Yesterday to Lord's to enjoy a wonderful day's cricket, with England batting most of the day against India - building a winning position which at the time of writing looks to be in vain, as rain and bad light are preventing the coup de grace. But yesterday was good cricket and good weather, and I enjoyed being there for its own sake.
The archetypal literary cricketing match is, of course, in A G MacDonnell's "England, Their England" a wonderfully funny book which is well worth reading, and not just for the cricket chapter. And you don't need to be a cricket lover to enjoy it, any more than you need to be a golfer to enjoy P G Wodehouse's golfing stories.

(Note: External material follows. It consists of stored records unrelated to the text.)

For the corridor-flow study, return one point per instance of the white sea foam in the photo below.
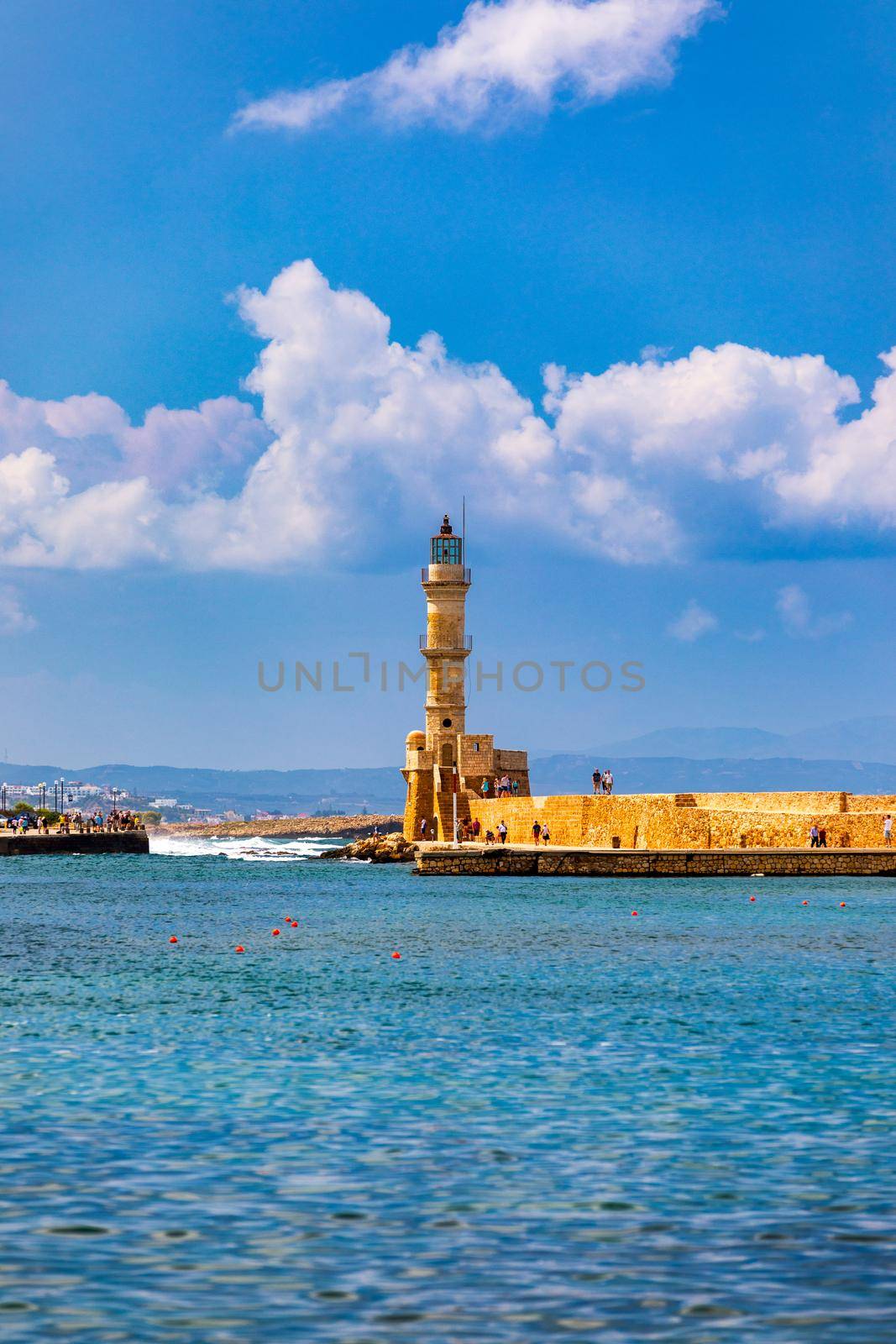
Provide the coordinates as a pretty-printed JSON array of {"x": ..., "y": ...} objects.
[{"x": 255, "y": 850}]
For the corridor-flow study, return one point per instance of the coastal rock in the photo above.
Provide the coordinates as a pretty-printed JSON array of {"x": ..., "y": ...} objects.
[{"x": 389, "y": 848}]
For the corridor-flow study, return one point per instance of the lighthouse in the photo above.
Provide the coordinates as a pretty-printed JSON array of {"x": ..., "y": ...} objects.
[{"x": 446, "y": 763}]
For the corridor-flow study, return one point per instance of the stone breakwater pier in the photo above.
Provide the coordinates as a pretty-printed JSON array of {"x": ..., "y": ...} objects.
[
  {"x": 688, "y": 820},
  {"x": 436, "y": 860},
  {"x": 96, "y": 842}
]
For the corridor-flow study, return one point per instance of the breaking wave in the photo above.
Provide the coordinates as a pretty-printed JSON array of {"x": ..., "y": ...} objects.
[{"x": 255, "y": 850}]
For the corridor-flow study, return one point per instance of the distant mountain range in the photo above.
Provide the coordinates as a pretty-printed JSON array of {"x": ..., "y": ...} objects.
[
  {"x": 242, "y": 790},
  {"x": 846, "y": 739},
  {"x": 383, "y": 790}
]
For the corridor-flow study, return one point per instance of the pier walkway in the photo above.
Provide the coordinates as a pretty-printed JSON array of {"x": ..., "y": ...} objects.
[
  {"x": 93, "y": 842},
  {"x": 523, "y": 860}
]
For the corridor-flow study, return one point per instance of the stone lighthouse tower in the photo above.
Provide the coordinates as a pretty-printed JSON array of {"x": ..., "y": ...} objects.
[
  {"x": 445, "y": 759},
  {"x": 446, "y": 645}
]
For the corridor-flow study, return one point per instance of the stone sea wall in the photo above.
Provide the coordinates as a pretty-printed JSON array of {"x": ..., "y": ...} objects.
[
  {"x": 692, "y": 822},
  {"x": 500, "y": 862}
]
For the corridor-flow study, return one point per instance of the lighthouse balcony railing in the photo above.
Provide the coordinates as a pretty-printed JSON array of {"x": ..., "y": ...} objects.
[
  {"x": 453, "y": 648},
  {"x": 463, "y": 577}
]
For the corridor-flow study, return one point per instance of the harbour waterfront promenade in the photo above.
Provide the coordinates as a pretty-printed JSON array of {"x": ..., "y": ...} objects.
[
  {"x": 691, "y": 820},
  {"x": 13, "y": 844},
  {"x": 528, "y": 860}
]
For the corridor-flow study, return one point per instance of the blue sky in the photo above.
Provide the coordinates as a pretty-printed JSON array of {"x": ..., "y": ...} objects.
[{"x": 701, "y": 253}]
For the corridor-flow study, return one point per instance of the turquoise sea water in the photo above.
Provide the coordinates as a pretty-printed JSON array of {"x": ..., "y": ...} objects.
[{"x": 548, "y": 1120}]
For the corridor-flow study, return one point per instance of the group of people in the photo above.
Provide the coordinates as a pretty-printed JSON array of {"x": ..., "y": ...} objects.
[
  {"x": 74, "y": 822},
  {"x": 473, "y": 832}
]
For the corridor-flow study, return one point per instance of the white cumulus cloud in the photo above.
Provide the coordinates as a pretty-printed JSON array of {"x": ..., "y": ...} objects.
[
  {"x": 503, "y": 58},
  {"x": 797, "y": 617},
  {"x": 360, "y": 438},
  {"x": 13, "y": 618},
  {"x": 694, "y": 622}
]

Yesterday, Lord's was pretty full - but Finbow prefers it empty: "'Why are we going to Lord's?' I asked. 'There's no match on.' 'We're going to Lord's because there's no match on', he replied. 'Since cricket became brighter, a man of taste can only go to an empty ground, and regret the past." Complete nonsense, of course, but fun. Finbow is a central character in C P Snow's Death Under Sail, an early work, but a pleasant murder mystery. He went on, a maturer writer, to produce the great 11 novel sequence Strangers and Brothers, which apart from its intrinsic merits, gave us the phrase 'corridors of power'. Snow returned to the murder mystery later in life with A Coat of Varnish, which is a little masterpiece and a real collector's item. Note to Harriet D - you'll enjoy this if you don't know it, any lover of Innes will appreciate the writing and the mystery.
Finally, there's an excellent cricket match, too, in Dorothy Sayer's Murder Must Advertise, in which Lord Peter Wimsey is trying to be someone else and play a boring, quiet game - but he loses his cool when hit on the funny bone, and smites the bowing to all four quarters to win the match for the agency where he is working undercover.